E-commerce Search Infrastructure - Case Study

E-commerce Search Infrastructure

Senior Backend Engineer · 2024 · 3 min read

Rebuilt search infrastructure handling 10M+ queries/day, improving relevance scores by 45% and reducing p99 latency to under 100ms

Overview

Led the redesign of search infrastructure for an e-commerce platform, replacing a basic database-backed search with a modern, ML-enhanced search system

Problem

The existing search was a simple LIKE query against PostgreSQL. It couldn't handle typos, synonyms, or relevance ranking. Search conversion rates were poor, and the system couldn't scale beyond 1000 QPS without significant latency degradation.

Constraints

  • Must index 2M+ products with real-time updates
  • p99 latency must be under 200ms
  • Budget constraints ruled out managed search services
  • Team had no prior Elasticsearch experience

Approach

Implemented Elasticsearch as the search backend with a custom relevance tuning pipeline. Built a real-time indexing system using CDC (Change Data Capture) to keep search index synchronized with the product database. Added query understanding layer for typo correction and synonym expansion.

Key Decisions

Use Elasticsearch over Algolia

Reasoning:

Algolia's pricing at our scale was prohibitive ($50k+/year). Elasticsearch gave us more control over relevance tuning and the ability to run complex aggregations for faceted search.

Alternatives considered:
  • Algolia managed search
  • Apache Solr
  • Meilisearch

Implement CDC-based indexing instead of dual writes

Reasoning:

Dual writes are error-prone and can lead to inconsistencies. CDC from PostgreSQL WAL ensures the search index is eventually consistent with the source of truth without application code changes.

Alternatives considered:
  • Application-level dual writes
  • Periodic batch reindexing

Build custom query understanding layer

Reasoning:

Off-the-shelf solutions didn't handle our domain-specific vocabulary well. Custom layer allowed us to incorporate product taxonomy and user behavior signals.

Tech Stack

  • Elasticsearch
  • Python
  • Debezium
  • Kafka
  • PostgreSQL
  • Redis
  • Kubernetes

Result & Impact

45% improvement in click-through rate
Search Conversion
Under 100ms (down from 800ms)
p99 Latency
10,000+ QPS (up from 1,000)
Query Capacity
Reduced by 60%
Zero-Result Searches

Search went from being a pain point to a competitive advantage. The merchandising team can now tune relevance without engineering involvement. The faceted search and autocomplete features have significantly improved the shopping experience.

Learnings

  • Relevance tuning is an ongoing process, not a one-time setup—build tools for non-engineers to iterate
  • CDC is powerful but adds operational complexity—invest in monitoring and alerting
  • Search is a product, not just a feature—dedicate resources to continuous improvement
  • Elasticsearch cluster management requires dedicated expertise

Relevance Tuning Journey

The initial Elasticsearch deployment actually performed worse than the PostgreSQL search for some queries. We spent significant time tuning BM25 parameters, field boosting, and function scores.
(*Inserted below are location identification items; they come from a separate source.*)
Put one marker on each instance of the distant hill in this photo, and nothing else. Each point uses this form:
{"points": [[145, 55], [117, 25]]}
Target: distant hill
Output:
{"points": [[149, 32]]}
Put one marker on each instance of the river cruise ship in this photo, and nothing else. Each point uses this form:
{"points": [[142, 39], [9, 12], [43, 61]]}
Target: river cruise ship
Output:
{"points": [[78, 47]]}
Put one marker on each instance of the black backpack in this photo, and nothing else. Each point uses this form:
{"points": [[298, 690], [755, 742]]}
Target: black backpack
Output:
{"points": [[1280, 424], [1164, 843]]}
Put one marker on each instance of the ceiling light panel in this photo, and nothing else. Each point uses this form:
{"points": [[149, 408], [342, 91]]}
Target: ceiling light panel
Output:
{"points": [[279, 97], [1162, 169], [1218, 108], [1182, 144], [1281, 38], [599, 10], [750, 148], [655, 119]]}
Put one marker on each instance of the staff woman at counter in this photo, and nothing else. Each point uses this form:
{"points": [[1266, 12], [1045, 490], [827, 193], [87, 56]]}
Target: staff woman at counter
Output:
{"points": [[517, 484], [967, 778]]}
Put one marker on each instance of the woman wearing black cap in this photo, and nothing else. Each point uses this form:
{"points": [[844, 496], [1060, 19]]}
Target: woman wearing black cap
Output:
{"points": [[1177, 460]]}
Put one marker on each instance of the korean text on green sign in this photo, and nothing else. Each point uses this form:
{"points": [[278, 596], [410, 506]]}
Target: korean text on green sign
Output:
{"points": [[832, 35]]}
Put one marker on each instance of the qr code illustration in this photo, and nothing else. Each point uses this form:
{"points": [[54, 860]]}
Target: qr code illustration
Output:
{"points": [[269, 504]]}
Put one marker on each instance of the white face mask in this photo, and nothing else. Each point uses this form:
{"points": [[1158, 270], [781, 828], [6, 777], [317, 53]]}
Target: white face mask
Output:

The breakthrough came when we incorporated click-through data into relevance scoring. Products that users actually clicked on after searching got boosted, creating a feedback loop that continuously improved results.

Operational Lessons

Running Elasticsearch at scale taught us a lot about JVM tuning, shard management, and cluster topology. We had several incidents early on due to GC pauses and unbalanced shards. Building comprehensive monitoring and runbooks was essential.